“The medicines are also over, the money is also over and the gas is also over,” Suresh Bahadur had told me in mid-April.
For four years, armed with a seeti and a lathi, Suresh used to spend his nights making rounds on a bicycle, guarding houses and shops. He and his father, Ram Bahadur, worked as neighbourhood security guards in Bhimavaram town of Andhra Pradesh’s West Godavari district.
After March 22, once the lockdown began, the bicycle got put aside, and Suresh began spending his time scrolling on his phone looking for news reports on Covid-19, and in procuring food, cooking gas and water.

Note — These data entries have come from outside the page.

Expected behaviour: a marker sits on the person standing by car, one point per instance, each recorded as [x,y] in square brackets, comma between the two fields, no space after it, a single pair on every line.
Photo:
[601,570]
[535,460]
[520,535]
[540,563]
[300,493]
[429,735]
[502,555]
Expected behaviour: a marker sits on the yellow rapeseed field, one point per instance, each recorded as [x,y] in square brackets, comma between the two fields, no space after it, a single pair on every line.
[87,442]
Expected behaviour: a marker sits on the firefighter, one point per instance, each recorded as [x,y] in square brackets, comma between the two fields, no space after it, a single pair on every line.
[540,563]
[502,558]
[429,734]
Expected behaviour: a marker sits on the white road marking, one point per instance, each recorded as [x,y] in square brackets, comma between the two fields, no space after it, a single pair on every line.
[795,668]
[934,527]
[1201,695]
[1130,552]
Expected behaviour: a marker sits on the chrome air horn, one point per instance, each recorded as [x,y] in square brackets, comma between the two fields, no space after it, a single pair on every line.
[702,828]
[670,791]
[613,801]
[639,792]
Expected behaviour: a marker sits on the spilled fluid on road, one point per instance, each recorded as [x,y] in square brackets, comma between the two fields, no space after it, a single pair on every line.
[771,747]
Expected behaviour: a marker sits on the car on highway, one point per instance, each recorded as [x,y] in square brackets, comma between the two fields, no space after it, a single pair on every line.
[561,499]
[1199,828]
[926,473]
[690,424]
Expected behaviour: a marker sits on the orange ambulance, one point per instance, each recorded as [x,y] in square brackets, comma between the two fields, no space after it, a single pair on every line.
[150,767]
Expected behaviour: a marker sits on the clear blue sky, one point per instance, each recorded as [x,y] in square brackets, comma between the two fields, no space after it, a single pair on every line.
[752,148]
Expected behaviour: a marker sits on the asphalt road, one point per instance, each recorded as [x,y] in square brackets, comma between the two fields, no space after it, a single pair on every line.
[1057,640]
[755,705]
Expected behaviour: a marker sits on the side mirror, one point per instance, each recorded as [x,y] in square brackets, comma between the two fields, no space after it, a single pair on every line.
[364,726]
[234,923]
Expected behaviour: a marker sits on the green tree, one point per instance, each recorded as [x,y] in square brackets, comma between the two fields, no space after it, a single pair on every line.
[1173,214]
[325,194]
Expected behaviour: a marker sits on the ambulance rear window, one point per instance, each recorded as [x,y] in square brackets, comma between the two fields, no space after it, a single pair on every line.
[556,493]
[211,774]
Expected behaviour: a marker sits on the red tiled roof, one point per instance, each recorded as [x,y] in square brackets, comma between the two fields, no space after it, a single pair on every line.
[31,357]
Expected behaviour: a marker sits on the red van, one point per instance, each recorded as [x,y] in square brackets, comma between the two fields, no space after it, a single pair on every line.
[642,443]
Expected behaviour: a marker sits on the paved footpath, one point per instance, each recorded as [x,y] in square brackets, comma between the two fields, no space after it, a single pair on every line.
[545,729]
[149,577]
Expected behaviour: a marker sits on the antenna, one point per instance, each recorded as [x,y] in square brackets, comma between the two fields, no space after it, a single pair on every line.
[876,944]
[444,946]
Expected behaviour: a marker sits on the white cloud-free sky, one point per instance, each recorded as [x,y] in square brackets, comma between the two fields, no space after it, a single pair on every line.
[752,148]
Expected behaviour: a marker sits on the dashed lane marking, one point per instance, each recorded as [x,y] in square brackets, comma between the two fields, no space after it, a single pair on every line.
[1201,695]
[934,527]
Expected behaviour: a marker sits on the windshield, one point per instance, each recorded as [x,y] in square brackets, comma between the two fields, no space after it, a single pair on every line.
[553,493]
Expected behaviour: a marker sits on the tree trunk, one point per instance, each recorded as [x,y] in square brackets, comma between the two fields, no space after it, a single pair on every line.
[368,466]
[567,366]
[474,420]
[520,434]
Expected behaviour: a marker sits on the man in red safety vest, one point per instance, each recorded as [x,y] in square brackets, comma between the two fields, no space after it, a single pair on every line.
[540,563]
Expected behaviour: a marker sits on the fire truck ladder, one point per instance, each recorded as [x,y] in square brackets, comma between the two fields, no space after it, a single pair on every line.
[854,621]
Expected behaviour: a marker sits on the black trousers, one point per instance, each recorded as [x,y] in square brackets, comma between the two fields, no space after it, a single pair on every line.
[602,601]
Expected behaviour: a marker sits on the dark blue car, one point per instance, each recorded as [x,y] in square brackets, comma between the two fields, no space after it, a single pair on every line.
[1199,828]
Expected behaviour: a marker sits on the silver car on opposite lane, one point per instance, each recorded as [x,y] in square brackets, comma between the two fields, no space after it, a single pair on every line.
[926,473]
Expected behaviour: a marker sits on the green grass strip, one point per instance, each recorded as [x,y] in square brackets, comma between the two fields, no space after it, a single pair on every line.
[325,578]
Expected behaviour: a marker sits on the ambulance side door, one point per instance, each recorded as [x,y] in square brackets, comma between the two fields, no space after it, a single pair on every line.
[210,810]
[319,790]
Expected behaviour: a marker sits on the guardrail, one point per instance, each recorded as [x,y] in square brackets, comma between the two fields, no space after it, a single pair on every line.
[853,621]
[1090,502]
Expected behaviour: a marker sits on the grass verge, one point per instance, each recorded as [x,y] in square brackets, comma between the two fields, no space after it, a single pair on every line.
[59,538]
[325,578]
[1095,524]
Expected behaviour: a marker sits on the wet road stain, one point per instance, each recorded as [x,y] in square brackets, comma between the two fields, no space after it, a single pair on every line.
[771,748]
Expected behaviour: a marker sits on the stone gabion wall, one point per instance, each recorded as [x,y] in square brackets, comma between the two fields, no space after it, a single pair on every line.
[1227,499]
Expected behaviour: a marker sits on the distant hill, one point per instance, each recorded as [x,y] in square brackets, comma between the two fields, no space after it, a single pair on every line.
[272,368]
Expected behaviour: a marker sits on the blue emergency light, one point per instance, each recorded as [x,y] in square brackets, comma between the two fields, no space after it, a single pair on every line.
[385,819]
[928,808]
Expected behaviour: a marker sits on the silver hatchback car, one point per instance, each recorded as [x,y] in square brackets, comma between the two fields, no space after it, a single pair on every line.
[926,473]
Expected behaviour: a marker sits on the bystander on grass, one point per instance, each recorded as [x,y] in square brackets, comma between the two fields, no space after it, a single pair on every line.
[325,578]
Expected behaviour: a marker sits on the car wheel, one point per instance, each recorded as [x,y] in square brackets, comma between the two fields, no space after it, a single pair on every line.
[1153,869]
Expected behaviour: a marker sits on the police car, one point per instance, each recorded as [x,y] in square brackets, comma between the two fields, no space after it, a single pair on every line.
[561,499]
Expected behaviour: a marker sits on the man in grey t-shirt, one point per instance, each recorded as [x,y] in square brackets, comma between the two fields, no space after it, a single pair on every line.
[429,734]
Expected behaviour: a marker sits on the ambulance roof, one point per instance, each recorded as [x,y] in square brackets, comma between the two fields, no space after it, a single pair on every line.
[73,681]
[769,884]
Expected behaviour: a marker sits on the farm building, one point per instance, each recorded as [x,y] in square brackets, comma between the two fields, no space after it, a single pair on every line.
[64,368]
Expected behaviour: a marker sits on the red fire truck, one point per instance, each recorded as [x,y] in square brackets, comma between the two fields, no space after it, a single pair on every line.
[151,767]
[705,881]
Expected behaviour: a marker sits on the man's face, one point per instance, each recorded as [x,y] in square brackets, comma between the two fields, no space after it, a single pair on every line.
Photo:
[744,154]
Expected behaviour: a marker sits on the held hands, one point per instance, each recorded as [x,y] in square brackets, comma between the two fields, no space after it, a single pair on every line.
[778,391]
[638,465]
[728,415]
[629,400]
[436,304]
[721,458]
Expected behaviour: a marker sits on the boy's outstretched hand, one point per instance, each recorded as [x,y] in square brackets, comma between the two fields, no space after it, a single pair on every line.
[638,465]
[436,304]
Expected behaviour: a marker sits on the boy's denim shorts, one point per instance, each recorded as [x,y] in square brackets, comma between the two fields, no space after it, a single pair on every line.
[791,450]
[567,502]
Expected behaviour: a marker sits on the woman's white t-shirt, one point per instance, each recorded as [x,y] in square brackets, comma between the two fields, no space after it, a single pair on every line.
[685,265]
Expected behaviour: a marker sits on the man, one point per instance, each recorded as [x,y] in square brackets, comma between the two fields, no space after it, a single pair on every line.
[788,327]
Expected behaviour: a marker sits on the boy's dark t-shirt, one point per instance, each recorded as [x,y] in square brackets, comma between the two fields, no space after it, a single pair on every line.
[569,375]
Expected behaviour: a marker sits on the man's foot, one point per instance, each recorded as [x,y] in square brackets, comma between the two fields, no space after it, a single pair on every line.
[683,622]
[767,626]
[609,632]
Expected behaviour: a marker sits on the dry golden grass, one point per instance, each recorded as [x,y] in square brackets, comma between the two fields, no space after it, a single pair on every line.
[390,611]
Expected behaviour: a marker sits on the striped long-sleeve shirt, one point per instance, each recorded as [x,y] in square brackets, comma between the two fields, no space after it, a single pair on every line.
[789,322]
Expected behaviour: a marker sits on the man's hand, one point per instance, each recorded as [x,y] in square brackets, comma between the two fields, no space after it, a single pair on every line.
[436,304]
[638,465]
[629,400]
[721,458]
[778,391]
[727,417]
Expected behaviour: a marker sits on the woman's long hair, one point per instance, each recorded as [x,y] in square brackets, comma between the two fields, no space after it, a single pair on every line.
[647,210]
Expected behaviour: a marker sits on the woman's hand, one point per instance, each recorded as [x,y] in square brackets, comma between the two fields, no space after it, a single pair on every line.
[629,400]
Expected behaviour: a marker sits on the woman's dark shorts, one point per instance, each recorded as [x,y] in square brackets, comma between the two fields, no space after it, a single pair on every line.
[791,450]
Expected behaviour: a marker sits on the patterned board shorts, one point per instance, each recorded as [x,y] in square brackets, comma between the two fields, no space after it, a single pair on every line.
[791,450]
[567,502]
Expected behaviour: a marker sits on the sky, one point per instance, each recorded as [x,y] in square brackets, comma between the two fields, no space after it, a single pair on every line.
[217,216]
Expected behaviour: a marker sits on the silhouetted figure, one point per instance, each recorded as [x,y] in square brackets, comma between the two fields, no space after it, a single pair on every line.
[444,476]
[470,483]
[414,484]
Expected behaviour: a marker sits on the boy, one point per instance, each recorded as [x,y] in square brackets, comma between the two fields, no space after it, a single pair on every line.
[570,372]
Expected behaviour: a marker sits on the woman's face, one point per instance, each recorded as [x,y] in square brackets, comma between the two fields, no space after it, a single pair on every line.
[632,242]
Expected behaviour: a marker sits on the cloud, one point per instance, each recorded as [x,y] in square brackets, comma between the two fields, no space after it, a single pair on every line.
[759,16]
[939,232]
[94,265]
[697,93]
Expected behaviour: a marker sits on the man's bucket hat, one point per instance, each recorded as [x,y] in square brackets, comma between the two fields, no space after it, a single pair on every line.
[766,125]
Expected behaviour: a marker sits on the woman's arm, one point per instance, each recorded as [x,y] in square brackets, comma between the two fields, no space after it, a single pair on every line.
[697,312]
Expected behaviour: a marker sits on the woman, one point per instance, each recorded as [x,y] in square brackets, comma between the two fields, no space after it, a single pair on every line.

Suresh, 23, stayed in a rented room in the Tammi Raju Nagar locality with Shubham Bahadur, around 43, and 21-year-old Rajendra Bahadur – all friends from back home in Dikla village in Nepal’s Bajhang district. Ram Bahadur, who rented a room in another part of Bhimavaram, moved in with them soon after the lockdown began.
Until then, in the first two weeks of every month, Ram and Suresh would collect wages – Rs 10-20 from each house, Rs. 30-40 from shops – going door to door. Each earned between Rs. 7,000 and Rs. 9,000. It was an informal arrangement, so their earnings varied “sometimes going as low as Rs. 5,000,” said Ram Bahadur when we spoke in April. “Now it has stopped.”